Family fights for farm – what is to become of rural America?

This is a story that sure rang a bell with me. We focus most often on the Federal and State governmental intrusion. But for those of us who have had family farms or rural acreage, many of us have seen the wanton destruction of our lifestyle by local officials.

We chose or were born in the boonies. Then one or more of the city types move in. They become active politically because it is the Progressives way. They want to run the Planning and Zoning or be vocal as hell, that too is the Progressives way. They will tell us how to live. Let me cut to the chase.

Our property had been in the family for 6 generations. Zoning came in. Half of our property was zoned “Open Space” which meant pretty to look at but essentially worthless. The commercial portion was zoned Residential. You can guess the value of that portion of land.

The Zoning Officer, much to be feared.

So here we go with a great story for a Labor Day Weekend. I wish the family much success. I hope they have deep pockets.

“The local government can change the zoning of any parcel of land on a whim,” says Reason Foundation’s Adrian Moore, “it’s being played out basically on crony politics rather than any kind of real, objective standard.”

H/T: News Alert

Notes from the video:

Roughly a three hour drive from Detroit, Mattawan is a rural community that is home to many small farms with many farm animals.

Yet Vander Kley Hunter had still checked before purchasing the property to make sure that having animals would be all right, and the township confirmed that farm animals were indeed allowed. But earlier this summer, the Hunters received a letter stating that their farm was no longer in compliance with the township zoning ordinance and that they had 90 days to get rid of more than half of their animals.

“It knocked the wind out of my sails,” says Vander Kley Hunter, “I was pretty depressed for awhile over it.”

Vander Kley Hunter says that her neighbor complained to the township about the animals, thus prompting the township to reinterpret the ordinance and state that the Hunter farm was out of compliance.

“The local government can change the zoning of any parcel of land on a whim,” says Reason Foundation’s Adrian Moore, “it’s being played out basically on crony politics rather than any kind of real, objective standard.”

Moore says that property rights have eroded vastly over the last 100 years in America, and that these kinds of issues should be resolved in the courts, not in the political arena that is far more susceptible to abuse.

“The fact that the neighbors are using the political process rather than the court system already says they’ve got a somewhat suspicious complaint.”

Moore says the only way to fight a political battle is with politics, and that the community has to rise up against the township.
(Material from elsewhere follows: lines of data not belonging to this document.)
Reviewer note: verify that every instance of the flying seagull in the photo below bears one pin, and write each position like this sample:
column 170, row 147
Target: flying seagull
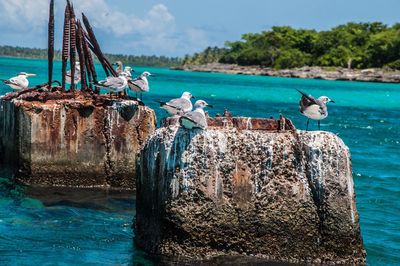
column 178, row 106
column 77, row 74
column 312, row 108
column 140, row 84
column 196, row 118
column 19, row 82
column 114, row 84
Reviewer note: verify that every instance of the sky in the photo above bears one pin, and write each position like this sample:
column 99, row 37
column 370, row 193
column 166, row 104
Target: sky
column 179, row 27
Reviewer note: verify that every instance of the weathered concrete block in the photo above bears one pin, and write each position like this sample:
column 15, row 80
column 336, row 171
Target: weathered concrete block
column 81, row 142
column 284, row 196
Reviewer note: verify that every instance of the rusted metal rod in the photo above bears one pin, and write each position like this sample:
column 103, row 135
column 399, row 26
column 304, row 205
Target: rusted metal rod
column 65, row 50
column 92, row 75
column 50, row 48
column 81, row 55
column 72, row 43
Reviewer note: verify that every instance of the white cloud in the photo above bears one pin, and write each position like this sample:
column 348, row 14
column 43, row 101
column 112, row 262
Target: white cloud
column 153, row 32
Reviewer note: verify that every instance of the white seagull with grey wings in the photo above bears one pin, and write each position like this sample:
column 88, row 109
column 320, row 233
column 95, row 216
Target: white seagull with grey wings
column 114, row 84
column 178, row 106
column 315, row 109
column 19, row 82
column 197, row 118
column 140, row 84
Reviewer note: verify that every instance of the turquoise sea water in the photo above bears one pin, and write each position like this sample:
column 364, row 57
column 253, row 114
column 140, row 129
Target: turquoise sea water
column 81, row 228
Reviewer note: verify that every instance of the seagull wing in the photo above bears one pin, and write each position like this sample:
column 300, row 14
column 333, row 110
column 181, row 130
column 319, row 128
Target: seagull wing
column 195, row 119
column 114, row 82
column 16, row 81
column 180, row 104
column 306, row 101
column 138, row 85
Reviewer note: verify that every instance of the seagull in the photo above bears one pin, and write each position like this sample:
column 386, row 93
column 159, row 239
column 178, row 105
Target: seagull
column 140, row 84
column 77, row 74
column 119, row 68
column 20, row 81
column 128, row 72
column 178, row 106
column 114, row 84
column 315, row 109
column 196, row 118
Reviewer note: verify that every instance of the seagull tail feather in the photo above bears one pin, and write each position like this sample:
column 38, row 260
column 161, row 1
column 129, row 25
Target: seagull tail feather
column 302, row 93
column 161, row 103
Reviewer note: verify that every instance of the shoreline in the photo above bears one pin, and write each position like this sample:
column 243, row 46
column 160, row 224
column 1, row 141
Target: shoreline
column 306, row 72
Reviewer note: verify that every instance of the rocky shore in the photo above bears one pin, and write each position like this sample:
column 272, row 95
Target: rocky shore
column 366, row 75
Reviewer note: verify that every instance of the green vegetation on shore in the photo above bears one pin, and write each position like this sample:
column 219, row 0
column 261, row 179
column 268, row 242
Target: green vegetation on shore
column 142, row 60
column 352, row 45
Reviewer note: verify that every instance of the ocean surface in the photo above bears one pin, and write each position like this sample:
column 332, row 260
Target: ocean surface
column 80, row 227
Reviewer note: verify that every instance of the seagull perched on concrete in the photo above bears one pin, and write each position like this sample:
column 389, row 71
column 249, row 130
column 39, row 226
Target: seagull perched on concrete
column 140, row 84
column 77, row 74
column 19, row 82
column 312, row 108
column 196, row 118
column 178, row 106
column 119, row 66
column 128, row 72
column 114, row 84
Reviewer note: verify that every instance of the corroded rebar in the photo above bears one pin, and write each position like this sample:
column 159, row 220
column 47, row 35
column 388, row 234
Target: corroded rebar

Luckily for the Hunters, the community has come to their aid and is speaking out against the township at regular town hall meetings.

“The support that we’ve received from all of this has been completely overwhelming, I’ve never experienced anything like it,” says Vander Kley Hunter.

Vander Kley Hunter is hopeful that the community’s support combined with her family’s persistence will be enough to save her animals.